Mon refus était si catégorique, si dénué d'émotion, qu'il la laissa sans voix. Elle me regarda comme si elle me voyait pour la première fois.
C'est alors que Chloé s'avança.
« J'irai. »
Tous les regards se tournèrent vers elle. Elle était jeune, à peine vingt ans, mais son expression était déterminée.
« Chloé, non ! » s'exclama sa grand-mère. « C'est trop dangereux ! »
« Amélie a raison », dit Chloé en me jetant un regard entendu. « Il n'écoutera pas une supplication. Mais peut-être qu'il écoutera sa sœur. Je ne vais pas le supplier de revenir. Je vais juste lui dire en face ce qu'il est en train de faire, et lui rapporter son matériel. Nous en avons besoin. »
Elle n'attendit pas l'autorisation. Elle se dirigea vers la sortie de service, attrapant au passage les clés d'un des scooters de livraison, plus maniable dans les rues bloquées.
« Soyez prudente ! » cria Madame Dubois, sa voix mêlée d'angoisse et d'impuissance.
Chloé se retourna, un faible sourire aux lèvres.
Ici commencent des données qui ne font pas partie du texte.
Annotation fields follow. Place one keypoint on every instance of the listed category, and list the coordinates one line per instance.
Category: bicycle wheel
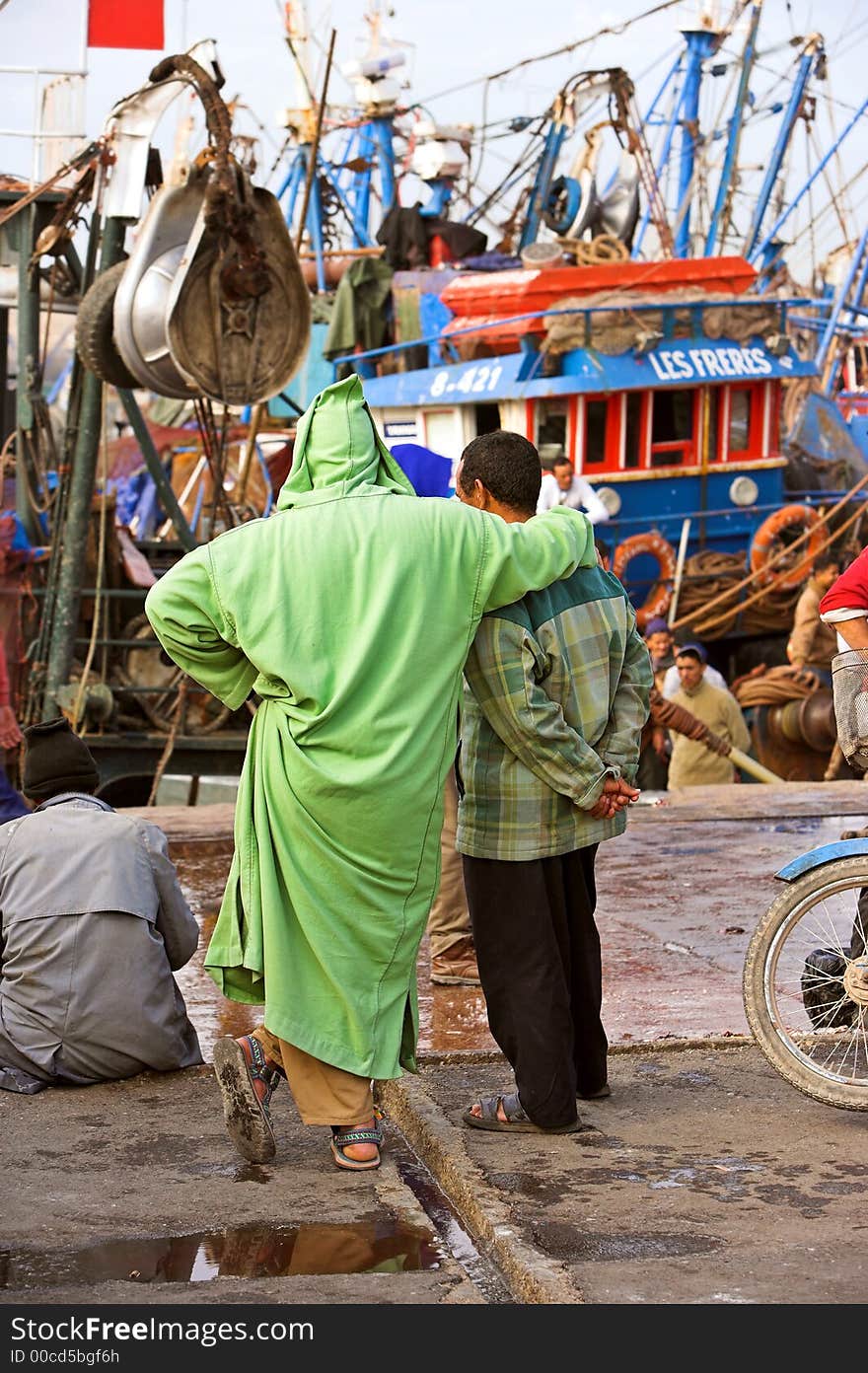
(807, 983)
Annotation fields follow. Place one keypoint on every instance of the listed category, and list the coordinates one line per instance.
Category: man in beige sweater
(691, 762)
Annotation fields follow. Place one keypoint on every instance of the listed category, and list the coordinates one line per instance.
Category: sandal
(341, 1135)
(517, 1120)
(246, 1116)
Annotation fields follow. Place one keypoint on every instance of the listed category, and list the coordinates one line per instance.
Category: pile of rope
(709, 574)
(773, 686)
(616, 329)
(602, 248)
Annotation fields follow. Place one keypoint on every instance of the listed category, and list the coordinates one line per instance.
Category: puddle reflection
(253, 1251)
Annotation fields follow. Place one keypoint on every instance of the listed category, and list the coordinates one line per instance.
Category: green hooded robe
(349, 612)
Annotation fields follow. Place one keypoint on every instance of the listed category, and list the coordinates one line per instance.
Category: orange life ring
(657, 601)
(768, 542)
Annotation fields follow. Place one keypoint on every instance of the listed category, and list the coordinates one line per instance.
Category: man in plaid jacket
(555, 697)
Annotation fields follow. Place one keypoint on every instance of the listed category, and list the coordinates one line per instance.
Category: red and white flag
(125, 24)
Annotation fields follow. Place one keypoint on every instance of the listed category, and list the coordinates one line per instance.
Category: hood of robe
(338, 448)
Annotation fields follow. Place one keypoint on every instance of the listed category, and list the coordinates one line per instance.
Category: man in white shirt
(672, 682)
(562, 486)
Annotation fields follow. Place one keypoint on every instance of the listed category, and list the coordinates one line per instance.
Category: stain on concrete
(567, 1243)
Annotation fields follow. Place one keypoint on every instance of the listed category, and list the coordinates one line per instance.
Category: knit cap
(55, 760)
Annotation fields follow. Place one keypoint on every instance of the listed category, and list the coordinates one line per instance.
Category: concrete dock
(705, 1179)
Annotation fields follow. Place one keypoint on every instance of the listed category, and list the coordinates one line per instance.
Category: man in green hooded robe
(349, 612)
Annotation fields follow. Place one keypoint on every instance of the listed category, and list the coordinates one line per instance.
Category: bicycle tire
(788, 1048)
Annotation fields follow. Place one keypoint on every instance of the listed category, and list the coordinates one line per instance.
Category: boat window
(739, 420)
(488, 417)
(551, 428)
(632, 441)
(597, 413)
(713, 401)
(672, 427)
(748, 406)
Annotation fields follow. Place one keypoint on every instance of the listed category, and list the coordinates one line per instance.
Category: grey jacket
(92, 923)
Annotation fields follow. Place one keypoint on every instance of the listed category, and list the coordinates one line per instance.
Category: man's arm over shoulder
(805, 623)
(525, 557)
(175, 918)
(621, 740)
(548, 493)
(196, 633)
(845, 605)
(500, 675)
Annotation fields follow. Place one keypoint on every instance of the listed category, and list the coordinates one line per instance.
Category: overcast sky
(451, 42)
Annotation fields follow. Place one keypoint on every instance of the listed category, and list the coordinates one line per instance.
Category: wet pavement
(678, 899)
(705, 1179)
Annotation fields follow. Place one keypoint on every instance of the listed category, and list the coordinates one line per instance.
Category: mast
(814, 56)
(723, 205)
(700, 44)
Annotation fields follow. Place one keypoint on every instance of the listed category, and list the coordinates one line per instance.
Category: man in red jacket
(845, 605)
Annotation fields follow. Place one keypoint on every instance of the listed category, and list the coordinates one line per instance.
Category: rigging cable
(556, 52)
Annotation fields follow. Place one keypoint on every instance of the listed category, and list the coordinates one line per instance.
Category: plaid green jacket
(555, 695)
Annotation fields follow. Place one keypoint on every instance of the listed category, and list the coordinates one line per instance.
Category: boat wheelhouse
(661, 382)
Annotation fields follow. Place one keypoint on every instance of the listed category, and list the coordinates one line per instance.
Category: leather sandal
(248, 1117)
(517, 1120)
(341, 1135)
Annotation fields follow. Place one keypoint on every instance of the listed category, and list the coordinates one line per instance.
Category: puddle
(252, 1251)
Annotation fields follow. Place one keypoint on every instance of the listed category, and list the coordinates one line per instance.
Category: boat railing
(669, 309)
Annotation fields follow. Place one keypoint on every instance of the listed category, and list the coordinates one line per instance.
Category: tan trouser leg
(450, 917)
(325, 1095)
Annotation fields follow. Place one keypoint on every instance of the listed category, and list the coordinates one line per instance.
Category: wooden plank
(749, 801)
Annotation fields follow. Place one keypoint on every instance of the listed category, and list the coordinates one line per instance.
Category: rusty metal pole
(74, 532)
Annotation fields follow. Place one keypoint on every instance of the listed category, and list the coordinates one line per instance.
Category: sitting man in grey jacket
(92, 925)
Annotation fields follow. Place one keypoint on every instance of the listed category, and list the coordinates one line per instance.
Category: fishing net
(850, 692)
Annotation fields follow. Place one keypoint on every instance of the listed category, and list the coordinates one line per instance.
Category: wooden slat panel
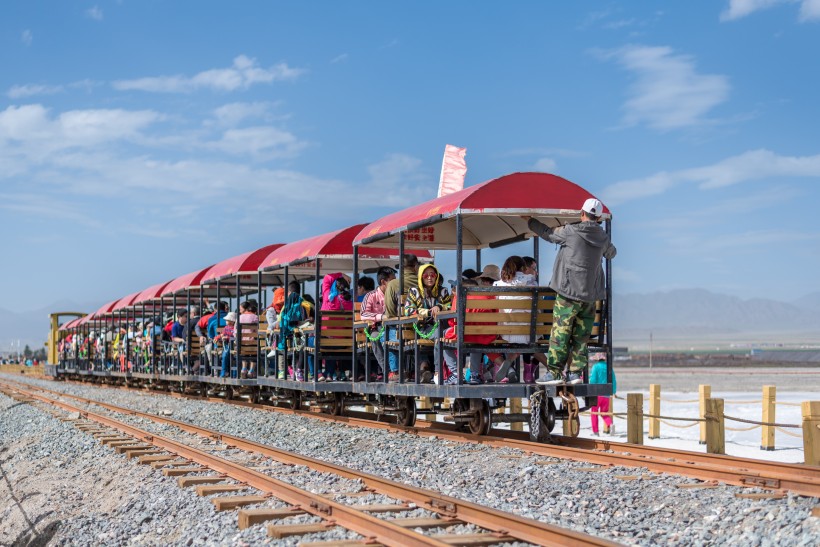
(514, 304)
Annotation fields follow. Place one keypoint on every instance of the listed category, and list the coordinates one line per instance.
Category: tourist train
(476, 352)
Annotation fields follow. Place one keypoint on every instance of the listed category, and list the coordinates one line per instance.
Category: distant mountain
(695, 311)
(31, 327)
(809, 301)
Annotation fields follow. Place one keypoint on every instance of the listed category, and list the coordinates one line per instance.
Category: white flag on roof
(453, 170)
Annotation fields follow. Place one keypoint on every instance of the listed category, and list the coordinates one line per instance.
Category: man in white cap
(578, 278)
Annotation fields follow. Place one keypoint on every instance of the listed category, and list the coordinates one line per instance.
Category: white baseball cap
(593, 207)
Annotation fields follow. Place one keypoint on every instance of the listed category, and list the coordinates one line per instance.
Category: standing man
(578, 278)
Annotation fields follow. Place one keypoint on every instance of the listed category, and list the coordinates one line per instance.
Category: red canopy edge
(524, 194)
(192, 279)
(338, 243)
(251, 261)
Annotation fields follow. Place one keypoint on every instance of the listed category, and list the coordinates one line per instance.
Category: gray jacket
(577, 273)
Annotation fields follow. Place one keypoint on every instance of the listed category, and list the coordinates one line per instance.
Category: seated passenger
(476, 357)
(427, 301)
(364, 285)
(293, 314)
(335, 297)
(373, 314)
(512, 275)
(247, 316)
(225, 337)
(393, 304)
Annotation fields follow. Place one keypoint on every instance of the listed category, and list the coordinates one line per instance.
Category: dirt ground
(720, 378)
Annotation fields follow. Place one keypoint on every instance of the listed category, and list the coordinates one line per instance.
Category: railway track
(181, 459)
(776, 476)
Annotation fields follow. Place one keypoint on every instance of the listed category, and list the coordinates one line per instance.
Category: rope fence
(712, 420)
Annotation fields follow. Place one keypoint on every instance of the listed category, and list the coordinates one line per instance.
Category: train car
(506, 321)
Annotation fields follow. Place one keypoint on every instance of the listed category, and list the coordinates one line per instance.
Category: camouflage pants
(571, 328)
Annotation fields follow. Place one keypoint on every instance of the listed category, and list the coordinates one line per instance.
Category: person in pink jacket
(336, 296)
(336, 293)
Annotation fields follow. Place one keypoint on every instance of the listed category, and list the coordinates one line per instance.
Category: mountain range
(684, 314)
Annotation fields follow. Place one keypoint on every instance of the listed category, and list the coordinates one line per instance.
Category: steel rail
(797, 478)
(517, 527)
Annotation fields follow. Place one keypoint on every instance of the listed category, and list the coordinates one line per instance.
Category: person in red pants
(598, 376)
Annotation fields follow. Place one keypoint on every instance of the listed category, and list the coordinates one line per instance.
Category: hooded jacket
(392, 294)
(418, 297)
(577, 273)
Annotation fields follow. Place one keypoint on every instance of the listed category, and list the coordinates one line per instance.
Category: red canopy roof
(105, 309)
(70, 324)
(491, 211)
(186, 281)
(249, 262)
(150, 294)
(335, 249)
(124, 302)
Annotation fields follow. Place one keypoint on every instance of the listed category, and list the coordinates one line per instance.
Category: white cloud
(230, 115)
(29, 90)
(399, 179)
(94, 13)
(32, 127)
(741, 8)
(737, 9)
(749, 166)
(668, 92)
(262, 143)
(546, 165)
(810, 10)
(244, 73)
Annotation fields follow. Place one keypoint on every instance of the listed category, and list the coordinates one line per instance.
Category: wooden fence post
(654, 410)
(767, 431)
(634, 418)
(704, 391)
(715, 432)
(811, 432)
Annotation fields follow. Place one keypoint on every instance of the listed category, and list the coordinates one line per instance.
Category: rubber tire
(482, 422)
(407, 414)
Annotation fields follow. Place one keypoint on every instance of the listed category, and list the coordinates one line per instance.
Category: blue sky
(140, 140)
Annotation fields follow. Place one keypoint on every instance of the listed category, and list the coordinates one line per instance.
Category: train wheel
(482, 418)
(461, 405)
(295, 400)
(337, 404)
(407, 411)
(573, 420)
(542, 421)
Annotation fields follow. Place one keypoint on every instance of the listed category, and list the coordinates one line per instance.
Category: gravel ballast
(63, 487)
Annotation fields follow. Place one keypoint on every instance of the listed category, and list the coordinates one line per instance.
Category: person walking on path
(597, 375)
(578, 280)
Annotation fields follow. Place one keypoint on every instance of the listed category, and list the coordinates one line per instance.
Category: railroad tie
(425, 522)
(172, 463)
(211, 489)
(279, 531)
(178, 471)
(228, 503)
(184, 482)
(154, 458)
(249, 517)
(474, 540)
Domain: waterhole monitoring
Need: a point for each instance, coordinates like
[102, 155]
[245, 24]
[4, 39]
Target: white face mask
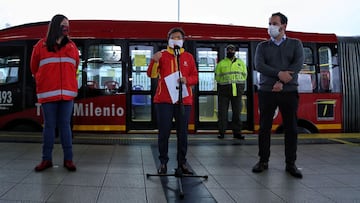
[173, 42]
[273, 31]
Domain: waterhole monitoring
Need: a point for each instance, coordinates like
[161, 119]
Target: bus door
[206, 101]
[141, 114]
[207, 57]
[101, 103]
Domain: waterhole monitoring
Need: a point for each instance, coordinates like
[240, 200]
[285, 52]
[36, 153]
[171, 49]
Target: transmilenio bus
[115, 94]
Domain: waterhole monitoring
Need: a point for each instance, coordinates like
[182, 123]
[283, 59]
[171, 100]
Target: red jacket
[55, 72]
[166, 66]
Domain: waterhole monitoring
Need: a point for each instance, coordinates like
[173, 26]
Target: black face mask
[230, 54]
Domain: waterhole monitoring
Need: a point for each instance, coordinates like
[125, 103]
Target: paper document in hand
[173, 87]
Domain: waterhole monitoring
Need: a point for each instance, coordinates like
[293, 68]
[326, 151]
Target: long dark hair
[54, 32]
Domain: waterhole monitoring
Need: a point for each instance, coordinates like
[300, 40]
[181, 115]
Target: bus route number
[5, 97]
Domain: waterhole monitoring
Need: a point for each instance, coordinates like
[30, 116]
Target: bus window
[9, 69]
[325, 62]
[335, 80]
[104, 70]
[206, 60]
[307, 76]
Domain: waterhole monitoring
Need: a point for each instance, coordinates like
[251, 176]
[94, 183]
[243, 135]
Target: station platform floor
[114, 168]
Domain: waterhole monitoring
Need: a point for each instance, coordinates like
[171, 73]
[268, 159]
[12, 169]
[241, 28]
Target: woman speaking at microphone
[163, 64]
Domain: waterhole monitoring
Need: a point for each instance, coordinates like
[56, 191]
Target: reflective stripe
[56, 93]
[234, 90]
[57, 60]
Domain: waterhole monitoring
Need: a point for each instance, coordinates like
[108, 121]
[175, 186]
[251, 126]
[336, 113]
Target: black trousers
[288, 106]
[165, 114]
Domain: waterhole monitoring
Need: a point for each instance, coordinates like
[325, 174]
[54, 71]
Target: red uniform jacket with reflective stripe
[55, 72]
[166, 66]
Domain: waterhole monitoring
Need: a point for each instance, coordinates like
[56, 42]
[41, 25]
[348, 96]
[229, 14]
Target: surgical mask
[64, 30]
[173, 42]
[230, 55]
[274, 31]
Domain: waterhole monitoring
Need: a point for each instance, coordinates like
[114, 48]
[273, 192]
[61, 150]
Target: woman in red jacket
[163, 64]
[54, 63]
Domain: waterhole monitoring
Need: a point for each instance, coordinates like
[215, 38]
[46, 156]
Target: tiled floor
[117, 173]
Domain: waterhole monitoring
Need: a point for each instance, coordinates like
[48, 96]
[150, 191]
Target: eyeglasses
[177, 37]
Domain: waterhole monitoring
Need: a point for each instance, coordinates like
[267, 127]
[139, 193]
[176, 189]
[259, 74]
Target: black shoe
[260, 167]
[239, 136]
[185, 170]
[162, 169]
[293, 170]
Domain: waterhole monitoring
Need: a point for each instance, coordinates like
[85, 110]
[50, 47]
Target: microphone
[176, 50]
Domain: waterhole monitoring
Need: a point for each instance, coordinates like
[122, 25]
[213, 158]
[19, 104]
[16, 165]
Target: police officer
[230, 75]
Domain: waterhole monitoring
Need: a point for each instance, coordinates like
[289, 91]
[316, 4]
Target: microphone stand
[178, 171]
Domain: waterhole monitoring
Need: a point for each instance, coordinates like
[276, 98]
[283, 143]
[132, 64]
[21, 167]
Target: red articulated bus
[115, 95]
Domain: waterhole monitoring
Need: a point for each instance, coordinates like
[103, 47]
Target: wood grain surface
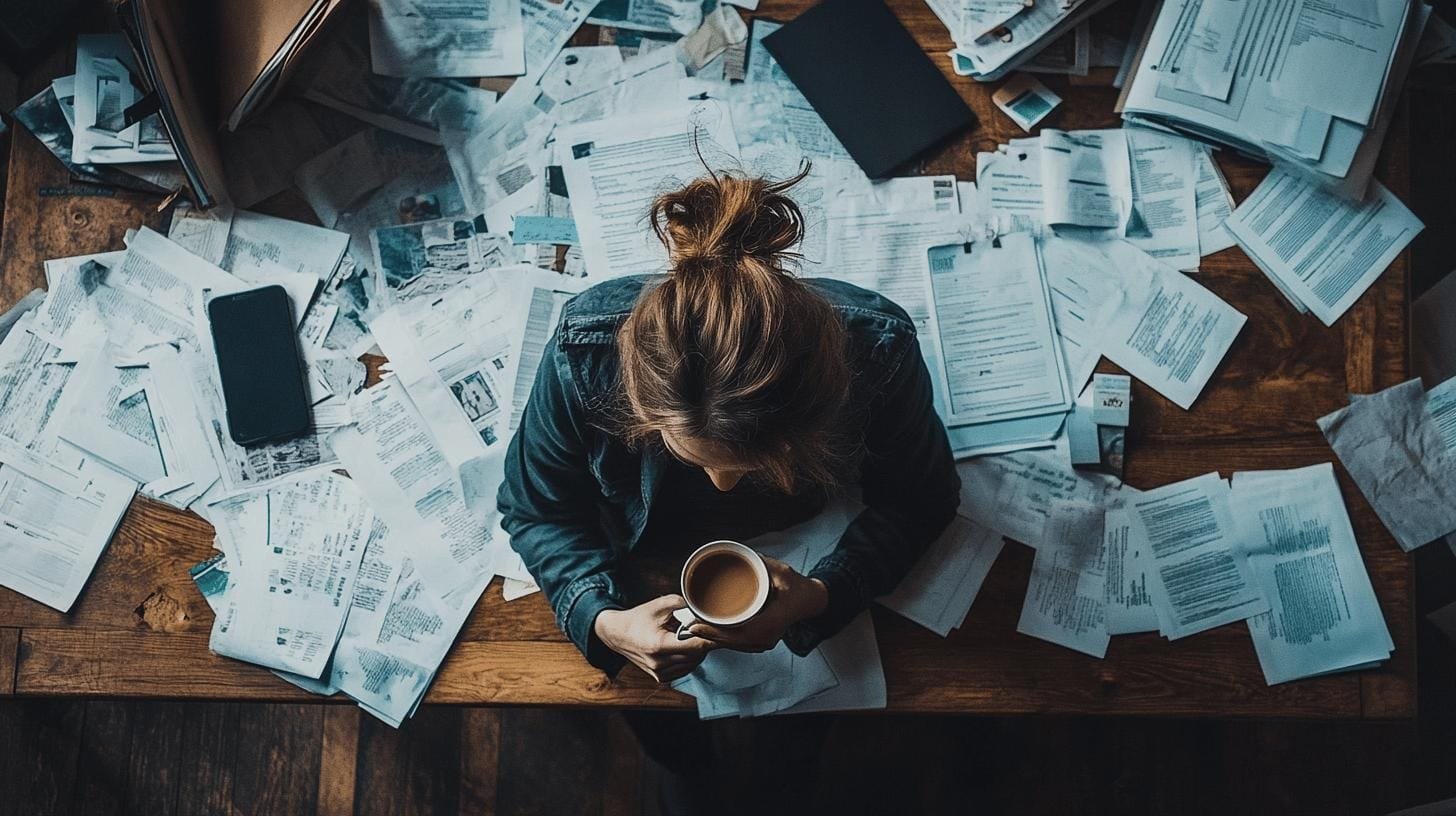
[9, 653]
[140, 628]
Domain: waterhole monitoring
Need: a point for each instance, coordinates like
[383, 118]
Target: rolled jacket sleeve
[549, 506]
[910, 494]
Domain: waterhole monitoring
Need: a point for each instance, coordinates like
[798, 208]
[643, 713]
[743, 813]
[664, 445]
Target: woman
[722, 399]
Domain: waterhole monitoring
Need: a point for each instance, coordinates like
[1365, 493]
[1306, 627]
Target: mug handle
[685, 618]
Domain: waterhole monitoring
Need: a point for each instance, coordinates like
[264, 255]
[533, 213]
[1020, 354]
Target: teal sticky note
[545, 229]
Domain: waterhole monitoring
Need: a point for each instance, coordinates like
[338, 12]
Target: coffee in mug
[724, 583]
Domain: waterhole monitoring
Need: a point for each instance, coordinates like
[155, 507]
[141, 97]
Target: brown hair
[730, 347]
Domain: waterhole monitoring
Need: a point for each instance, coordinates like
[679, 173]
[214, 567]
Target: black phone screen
[258, 360]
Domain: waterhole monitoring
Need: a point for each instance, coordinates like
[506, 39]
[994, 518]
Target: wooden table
[140, 628]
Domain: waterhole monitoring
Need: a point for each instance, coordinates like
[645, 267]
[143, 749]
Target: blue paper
[543, 229]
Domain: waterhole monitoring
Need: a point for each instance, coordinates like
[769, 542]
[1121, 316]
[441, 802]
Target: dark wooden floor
[185, 758]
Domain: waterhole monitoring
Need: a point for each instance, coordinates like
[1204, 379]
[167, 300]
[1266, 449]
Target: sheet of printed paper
[104, 92]
[1085, 295]
[54, 523]
[1127, 598]
[616, 166]
[153, 296]
[1165, 197]
[427, 258]
[885, 252]
[1395, 453]
[1215, 204]
[548, 293]
[942, 585]
[1011, 188]
[455, 356]
[999, 348]
[1012, 493]
[1324, 615]
[1065, 601]
[1168, 331]
[114, 417]
[396, 461]
[291, 586]
[1199, 566]
[1086, 178]
[1324, 249]
[446, 38]
[1440, 407]
[398, 631]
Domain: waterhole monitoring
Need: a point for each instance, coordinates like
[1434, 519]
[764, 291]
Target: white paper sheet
[1086, 178]
[1324, 249]
[616, 166]
[291, 586]
[1395, 453]
[1324, 612]
[1127, 598]
[1199, 567]
[942, 585]
[992, 315]
[1065, 601]
[390, 452]
[54, 523]
[1165, 197]
[1012, 493]
[446, 38]
[1168, 331]
[1215, 204]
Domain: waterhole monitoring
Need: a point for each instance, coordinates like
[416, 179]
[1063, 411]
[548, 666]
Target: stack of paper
[1322, 252]
[1158, 191]
[50, 115]
[1274, 550]
[999, 356]
[993, 37]
[1303, 83]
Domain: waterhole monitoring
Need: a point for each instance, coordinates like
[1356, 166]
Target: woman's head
[731, 362]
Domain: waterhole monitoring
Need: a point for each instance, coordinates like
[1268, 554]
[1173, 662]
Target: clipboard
[1038, 414]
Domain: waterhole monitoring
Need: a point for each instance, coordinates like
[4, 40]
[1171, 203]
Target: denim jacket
[577, 499]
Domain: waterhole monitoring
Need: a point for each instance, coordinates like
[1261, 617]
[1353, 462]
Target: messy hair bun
[724, 219]
[730, 347]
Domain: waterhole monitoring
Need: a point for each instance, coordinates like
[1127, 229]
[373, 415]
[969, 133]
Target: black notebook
[869, 82]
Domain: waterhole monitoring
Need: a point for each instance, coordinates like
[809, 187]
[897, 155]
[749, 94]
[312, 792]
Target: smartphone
[258, 360]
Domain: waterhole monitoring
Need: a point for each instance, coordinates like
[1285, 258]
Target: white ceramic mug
[692, 614]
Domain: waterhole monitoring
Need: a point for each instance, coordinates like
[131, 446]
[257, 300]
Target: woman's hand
[647, 636]
[792, 598]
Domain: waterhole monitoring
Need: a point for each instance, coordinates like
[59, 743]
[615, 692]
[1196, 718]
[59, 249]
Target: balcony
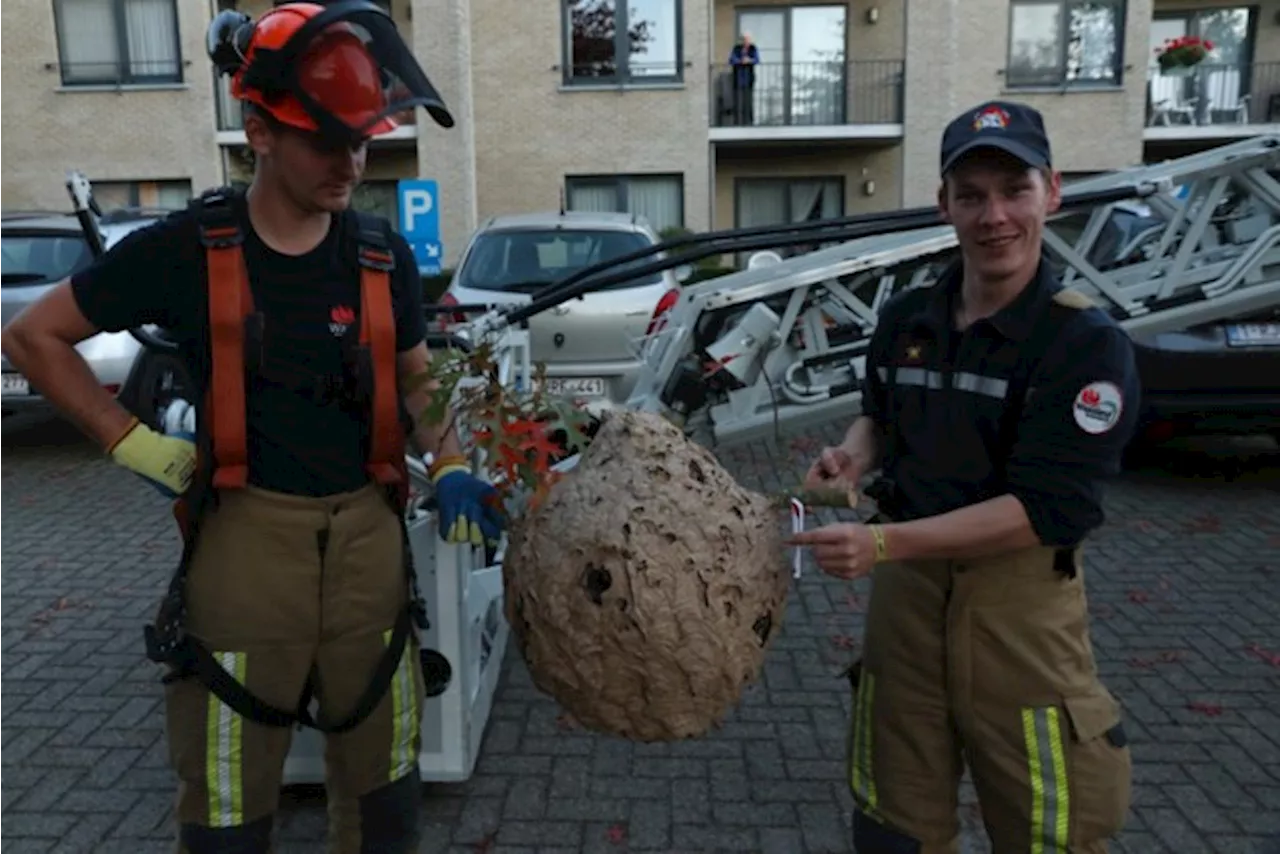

« Ne vous en faites pas pour moi. »
Elle partit, laissant derrière elle un silence pesant. Nous étions maintenant piégés dans cette forteresse de luxe, à écouter les bruits de la ville qui brûlait, attendant le retour d'une jeune fille courageuse partie raisonner un fou. Chaque minute qui passait semblait durer une éternité. Les coups contre les portes s'intensifiaient. Nous pouvions entendre les émeutiers crier, leur fureur se rapprochant inexorablement. L'attente était une torture.